With some more digging, it seems that Hoare liked to quote the line a lot, and at some point Knuth forgot it was his own lone and attributed it himself to Hoare. I can’t find a specific case of that on the web, so it may have been in a talk, but that seems to be the root cause of the tangled sourcing.

Thats kind of delightful; imagine having tossed off so many lines like that you don’t even remember which ones were yours!

This sort of feels like the kind of story where you can wrap it up by linking to Lie Bot saying “The end! No moral.”

Except. As a final thought, that warning takes a very different tone when shown in context. It seems like to gets trotted out a lot as an excuse to not do any optimization “right now”; an appeal to authority to follow the “make it work, then make it fast” approach. I’ve used it that way myself, I’m must admit, it’s always easy to argue that it’s still “premature”. But that’s not the meaning. Knuth is saying to focus your efforts, not to waste time with clever hacks that don’t do anything but make maintenance harder, to measure and really know where the problems are before you go fixing them.

It’s an embarrassment of riches in big open world video games this year. I’m still fully immersed in building bizarre monster trucks in Zelda Tears of the Kingdom, but Bethesda’s “Skyrim in spaaaace”-em-up Starfield is out.

I’ve not played it yet, so I’ve no opinion the the game itself. But I am very amused to see that as always with a large game release, the armchair architects are wondering why Bethesda has continued to use their in-house engine instead of something “off the shelf,” like Unreal.
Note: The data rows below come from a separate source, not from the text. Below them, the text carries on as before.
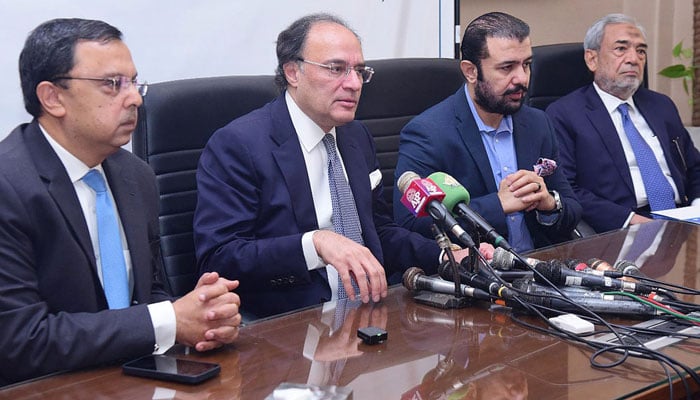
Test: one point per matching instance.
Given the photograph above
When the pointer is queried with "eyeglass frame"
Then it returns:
(118, 83)
(356, 68)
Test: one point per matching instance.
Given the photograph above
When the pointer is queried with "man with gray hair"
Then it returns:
(290, 195)
(623, 147)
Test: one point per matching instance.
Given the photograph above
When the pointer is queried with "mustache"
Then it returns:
(516, 89)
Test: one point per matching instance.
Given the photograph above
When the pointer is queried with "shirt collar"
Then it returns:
(505, 125)
(75, 168)
(611, 102)
(310, 134)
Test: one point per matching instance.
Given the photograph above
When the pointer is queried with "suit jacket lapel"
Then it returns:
(60, 188)
(598, 116)
(358, 175)
(289, 160)
(524, 152)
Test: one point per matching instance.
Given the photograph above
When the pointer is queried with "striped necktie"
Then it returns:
(345, 219)
(115, 281)
(659, 190)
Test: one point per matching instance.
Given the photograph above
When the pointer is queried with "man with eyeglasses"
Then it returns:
(623, 147)
(81, 277)
(490, 142)
(290, 195)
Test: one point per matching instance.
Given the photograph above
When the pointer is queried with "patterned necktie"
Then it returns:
(114, 278)
(659, 191)
(345, 219)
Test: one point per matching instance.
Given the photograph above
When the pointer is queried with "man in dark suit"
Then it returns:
(266, 213)
(597, 156)
(79, 83)
(488, 141)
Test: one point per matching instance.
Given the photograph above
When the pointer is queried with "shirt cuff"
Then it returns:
(627, 221)
(164, 325)
(547, 219)
(313, 261)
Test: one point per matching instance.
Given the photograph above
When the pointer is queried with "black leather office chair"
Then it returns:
(175, 122)
(557, 70)
(401, 89)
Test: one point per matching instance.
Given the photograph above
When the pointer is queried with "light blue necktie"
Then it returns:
(659, 191)
(345, 219)
(114, 278)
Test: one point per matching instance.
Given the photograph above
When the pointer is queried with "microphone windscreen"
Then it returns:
(454, 191)
(502, 259)
(405, 179)
(410, 277)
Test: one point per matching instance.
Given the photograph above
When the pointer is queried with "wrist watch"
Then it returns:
(557, 201)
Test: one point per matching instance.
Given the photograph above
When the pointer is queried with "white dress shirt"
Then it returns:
(162, 313)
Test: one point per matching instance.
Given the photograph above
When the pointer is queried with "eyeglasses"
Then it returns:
(342, 70)
(117, 83)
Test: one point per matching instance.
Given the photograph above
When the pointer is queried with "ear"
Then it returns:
(291, 72)
(591, 58)
(469, 70)
(50, 98)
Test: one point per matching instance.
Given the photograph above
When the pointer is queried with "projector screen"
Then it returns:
(178, 39)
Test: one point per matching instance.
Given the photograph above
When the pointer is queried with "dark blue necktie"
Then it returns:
(345, 219)
(659, 191)
(114, 278)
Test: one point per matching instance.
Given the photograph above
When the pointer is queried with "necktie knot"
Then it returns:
(623, 108)
(329, 142)
(95, 180)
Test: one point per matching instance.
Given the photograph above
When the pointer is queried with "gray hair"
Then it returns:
(594, 36)
(291, 42)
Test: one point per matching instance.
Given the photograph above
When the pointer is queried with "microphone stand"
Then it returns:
(442, 300)
(444, 243)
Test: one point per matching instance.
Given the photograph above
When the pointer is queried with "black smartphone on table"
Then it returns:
(171, 369)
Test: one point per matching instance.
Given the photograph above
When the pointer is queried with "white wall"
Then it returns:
(174, 39)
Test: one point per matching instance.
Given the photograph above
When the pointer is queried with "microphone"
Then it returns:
(422, 197)
(478, 280)
(556, 272)
(628, 268)
(414, 279)
(599, 265)
(418, 193)
(577, 265)
(594, 301)
(506, 261)
(457, 198)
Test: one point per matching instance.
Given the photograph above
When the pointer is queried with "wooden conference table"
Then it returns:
(430, 353)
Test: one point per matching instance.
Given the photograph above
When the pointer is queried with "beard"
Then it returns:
(492, 103)
(622, 88)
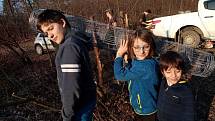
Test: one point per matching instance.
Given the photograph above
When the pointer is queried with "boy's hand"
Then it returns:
(123, 48)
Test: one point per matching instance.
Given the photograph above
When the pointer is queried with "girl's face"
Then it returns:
(55, 31)
(141, 49)
(172, 75)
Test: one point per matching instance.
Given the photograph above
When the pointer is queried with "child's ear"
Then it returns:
(63, 23)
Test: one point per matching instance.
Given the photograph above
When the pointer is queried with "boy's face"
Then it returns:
(172, 75)
(55, 31)
(141, 49)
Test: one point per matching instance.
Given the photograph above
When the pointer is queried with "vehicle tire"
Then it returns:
(190, 37)
(39, 49)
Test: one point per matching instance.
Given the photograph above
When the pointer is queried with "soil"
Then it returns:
(29, 92)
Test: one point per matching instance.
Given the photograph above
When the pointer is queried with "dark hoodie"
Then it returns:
(75, 79)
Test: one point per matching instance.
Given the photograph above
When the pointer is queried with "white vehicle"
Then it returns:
(39, 44)
(189, 28)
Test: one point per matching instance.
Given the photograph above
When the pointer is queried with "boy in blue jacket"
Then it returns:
(75, 79)
(175, 101)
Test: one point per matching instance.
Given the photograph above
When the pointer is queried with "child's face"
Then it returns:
(172, 75)
(141, 49)
(55, 31)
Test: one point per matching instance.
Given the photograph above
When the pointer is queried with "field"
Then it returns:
(29, 92)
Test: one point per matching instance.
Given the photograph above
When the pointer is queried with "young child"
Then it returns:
(175, 101)
(142, 73)
(75, 79)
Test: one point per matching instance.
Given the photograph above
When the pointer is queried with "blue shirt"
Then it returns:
(143, 78)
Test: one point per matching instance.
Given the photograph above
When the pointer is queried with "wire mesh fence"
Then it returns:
(203, 63)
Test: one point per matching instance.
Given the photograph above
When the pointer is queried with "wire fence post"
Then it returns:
(96, 51)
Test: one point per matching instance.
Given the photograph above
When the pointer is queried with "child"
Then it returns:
(142, 73)
(75, 79)
(175, 101)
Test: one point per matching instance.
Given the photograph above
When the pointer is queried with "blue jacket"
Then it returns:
(176, 102)
(143, 78)
(75, 79)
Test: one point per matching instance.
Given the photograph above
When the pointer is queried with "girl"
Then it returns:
(175, 101)
(142, 73)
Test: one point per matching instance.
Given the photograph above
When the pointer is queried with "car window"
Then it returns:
(210, 5)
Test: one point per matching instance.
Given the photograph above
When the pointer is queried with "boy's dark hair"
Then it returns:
(148, 11)
(109, 10)
(145, 36)
(172, 59)
(50, 16)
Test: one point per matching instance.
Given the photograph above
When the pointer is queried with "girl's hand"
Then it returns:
(123, 48)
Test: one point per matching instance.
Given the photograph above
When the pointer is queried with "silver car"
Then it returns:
(39, 44)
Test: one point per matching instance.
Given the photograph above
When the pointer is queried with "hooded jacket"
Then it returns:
(144, 81)
(74, 73)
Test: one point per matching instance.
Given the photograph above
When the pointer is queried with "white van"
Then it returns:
(39, 44)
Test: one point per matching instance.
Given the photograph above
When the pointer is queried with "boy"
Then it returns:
(175, 100)
(75, 79)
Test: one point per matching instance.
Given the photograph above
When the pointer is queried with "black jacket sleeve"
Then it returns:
(70, 65)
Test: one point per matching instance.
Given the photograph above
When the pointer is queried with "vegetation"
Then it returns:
(30, 92)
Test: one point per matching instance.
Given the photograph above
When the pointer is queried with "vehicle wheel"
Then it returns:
(39, 49)
(190, 37)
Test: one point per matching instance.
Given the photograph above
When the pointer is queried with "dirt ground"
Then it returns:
(29, 92)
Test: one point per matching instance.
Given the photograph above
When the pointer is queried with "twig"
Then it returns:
(111, 115)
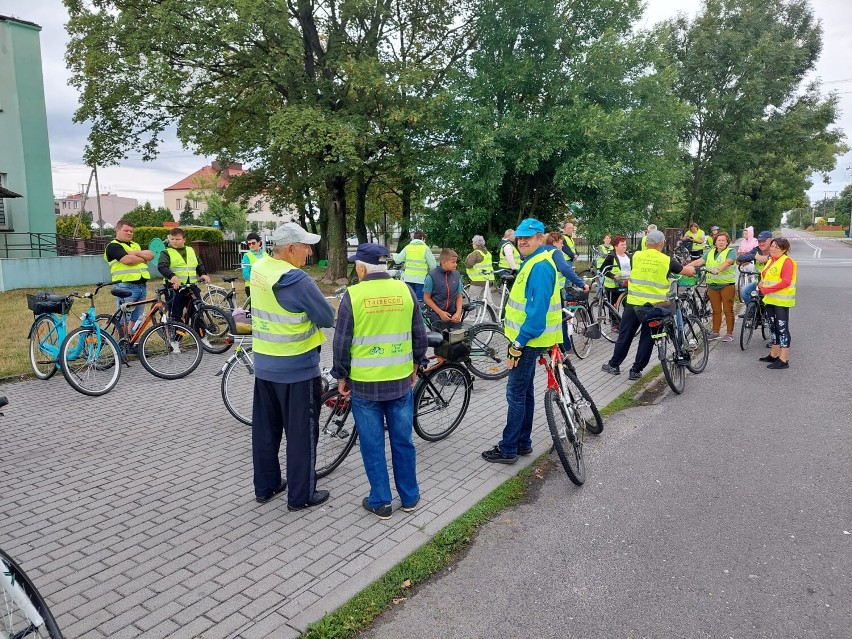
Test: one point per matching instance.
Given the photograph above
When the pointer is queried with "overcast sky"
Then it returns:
(146, 180)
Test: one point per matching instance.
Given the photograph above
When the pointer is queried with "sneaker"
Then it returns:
(320, 497)
(281, 487)
(412, 507)
(494, 456)
(382, 512)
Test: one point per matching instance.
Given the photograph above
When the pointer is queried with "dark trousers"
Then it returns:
(291, 409)
(626, 332)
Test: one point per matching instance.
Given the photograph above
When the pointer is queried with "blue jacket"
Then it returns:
(297, 292)
(540, 284)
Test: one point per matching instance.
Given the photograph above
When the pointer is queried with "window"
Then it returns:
(4, 223)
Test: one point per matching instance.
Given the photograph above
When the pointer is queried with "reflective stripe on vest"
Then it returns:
(127, 272)
(415, 261)
(275, 330)
(483, 270)
(771, 274)
(184, 269)
(381, 349)
(516, 313)
(504, 263)
(714, 260)
(648, 278)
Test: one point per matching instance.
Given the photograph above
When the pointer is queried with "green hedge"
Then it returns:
(144, 234)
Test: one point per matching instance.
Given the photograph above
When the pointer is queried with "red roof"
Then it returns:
(191, 181)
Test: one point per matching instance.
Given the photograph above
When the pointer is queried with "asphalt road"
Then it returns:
(723, 512)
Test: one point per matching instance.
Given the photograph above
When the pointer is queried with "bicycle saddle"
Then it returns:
(434, 339)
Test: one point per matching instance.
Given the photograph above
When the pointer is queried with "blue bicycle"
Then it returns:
(89, 358)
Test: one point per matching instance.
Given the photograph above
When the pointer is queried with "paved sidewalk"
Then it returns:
(135, 513)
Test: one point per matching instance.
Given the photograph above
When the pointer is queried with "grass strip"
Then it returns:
(424, 562)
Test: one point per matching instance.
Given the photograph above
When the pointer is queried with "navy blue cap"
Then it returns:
(529, 227)
(370, 254)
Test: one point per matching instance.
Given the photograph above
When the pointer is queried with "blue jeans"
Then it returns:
(520, 395)
(139, 293)
(370, 418)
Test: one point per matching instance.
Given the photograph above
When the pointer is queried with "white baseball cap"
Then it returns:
(292, 233)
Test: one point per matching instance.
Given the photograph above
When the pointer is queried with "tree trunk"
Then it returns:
(336, 231)
(361, 187)
(405, 223)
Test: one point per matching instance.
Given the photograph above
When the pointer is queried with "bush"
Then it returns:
(142, 235)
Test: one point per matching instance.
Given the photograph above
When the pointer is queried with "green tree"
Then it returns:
(187, 217)
(753, 140)
(147, 215)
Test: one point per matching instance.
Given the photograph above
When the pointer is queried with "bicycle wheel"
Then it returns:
(580, 343)
(238, 386)
(695, 344)
(23, 611)
(213, 326)
(337, 432)
(674, 373)
(607, 318)
(171, 350)
(44, 346)
(90, 360)
(747, 327)
(568, 446)
(488, 348)
(582, 403)
(219, 298)
(441, 397)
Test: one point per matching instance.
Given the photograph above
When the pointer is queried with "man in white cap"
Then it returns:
(288, 310)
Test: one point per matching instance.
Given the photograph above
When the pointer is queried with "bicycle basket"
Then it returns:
(44, 302)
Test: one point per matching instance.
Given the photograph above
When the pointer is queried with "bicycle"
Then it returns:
(602, 312)
(211, 323)
(442, 393)
(23, 610)
(570, 412)
(224, 298)
(166, 348)
(754, 316)
(681, 340)
(88, 357)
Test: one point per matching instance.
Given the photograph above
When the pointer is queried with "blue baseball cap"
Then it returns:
(529, 227)
(370, 254)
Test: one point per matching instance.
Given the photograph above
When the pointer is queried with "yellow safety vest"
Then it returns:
(771, 274)
(483, 270)
(127, 272)
(516, 313)
(714, 259)
(648, 278)
(275, 330)
(569, 242)
(504, 263)
(416, 267)
(381, 349)
(184, 269)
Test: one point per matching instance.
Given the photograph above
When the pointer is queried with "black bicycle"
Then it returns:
(441, 398)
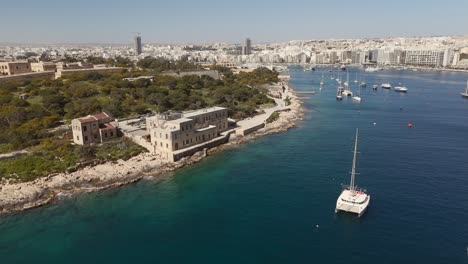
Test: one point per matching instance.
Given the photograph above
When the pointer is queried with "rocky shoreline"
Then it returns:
(16, 197)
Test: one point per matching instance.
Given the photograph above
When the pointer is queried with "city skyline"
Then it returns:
(204, 22)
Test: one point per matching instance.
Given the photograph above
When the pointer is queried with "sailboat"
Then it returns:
(363, 81)
(357, 98)
(465, 94)
(346, 91)
(353, 199)
(400, 88)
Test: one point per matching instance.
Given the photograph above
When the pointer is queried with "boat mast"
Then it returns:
(353, 171)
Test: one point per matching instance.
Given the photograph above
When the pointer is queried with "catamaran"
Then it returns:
(400, 88)
(386, 86)
(363, 81)
(353, 199)
(357, 98)
(465, 94)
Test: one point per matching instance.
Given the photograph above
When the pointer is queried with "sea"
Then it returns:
(273, 200)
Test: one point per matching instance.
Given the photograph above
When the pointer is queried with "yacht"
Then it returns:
(357, 98)
(386, 86)
(339, 93)
(346, 90)
(363, 82)
(353, 199)
(401, 89)
(465, 94)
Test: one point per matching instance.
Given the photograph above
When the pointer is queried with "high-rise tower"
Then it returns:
(247, 49)
(138, 46)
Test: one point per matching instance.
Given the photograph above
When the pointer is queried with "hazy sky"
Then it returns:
(208, 21)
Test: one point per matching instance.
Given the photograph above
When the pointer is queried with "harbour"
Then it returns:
(273, 200)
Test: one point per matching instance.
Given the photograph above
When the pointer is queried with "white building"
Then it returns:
(431, 58)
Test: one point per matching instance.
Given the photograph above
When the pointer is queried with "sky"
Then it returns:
(211, 21)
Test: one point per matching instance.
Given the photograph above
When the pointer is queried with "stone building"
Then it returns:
(96, 128)
(173, 132)
(12, 68)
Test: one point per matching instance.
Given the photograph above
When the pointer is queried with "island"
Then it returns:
(87, 130)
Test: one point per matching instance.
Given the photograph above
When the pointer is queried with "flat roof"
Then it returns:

This phenomenon isn’t restricted to games, either! I don’t have a ton of game dev experience specifically, but I do have a lot of experience with complex multi-year software projects, and every time one of those wraps up, there’s always someone that looks and what got built and asks “well, why didn’t you just use this other thing”

And reader, every time, every single time, over the last two decades, the answer was always “because that didn’t exist yet when we started.”

Something that’s very hard to appreciate from the outside is how long these projects actually take. No matter how long you think something took, there was a document, or a powerpoint deck, or a whiteboard diagram, that had all the major decisions written down years before you thought they started.

Not only that, but time and success have a way of obscuring the risk profile from the start of a project. Any large software project, whatever the domain or genre, is a risky proposition, and the way to get it off the ground is to de-risk it as much as possible. Moving to new 3rd party technology is about as risky a choice as you can make, and you do that as carefully and rarely as possible.

I don’t have any insight into either Unreal or Betheda’s engine, but look. You’re starting a project that’s going to effectively be the company’s only game in years. Do you a) use your in-house system that everyone already knows that you know for a fact will be able to do what you need, or b) roll the dice on a stack of 3rd party technology. I mean, there are no sure things in life, but from a risk reduction perspective, that’s as close to a no-brainer as it gets.

At this point, it’s worth publishing my old guideline for when to take after-the-fact questions seriously:

• “Why didn’t you use technology X?”—serious person, has thought about the tradeoffs and is curious to know what let you to make the choices you did.
• “Why didn’t you JUST use technology X?”—fundamentally unserious person, has no concept of effort, tradeoffs, design.

Like, buddy, I if I could ”just” do that, I’d have done it. Maybe there were some considerations you aren’t aware of, and probably aren’t any of your business?

Thus what I part-jokingly call Helman’s Third Law: “no question that contains the word `just’ deserves consideration.”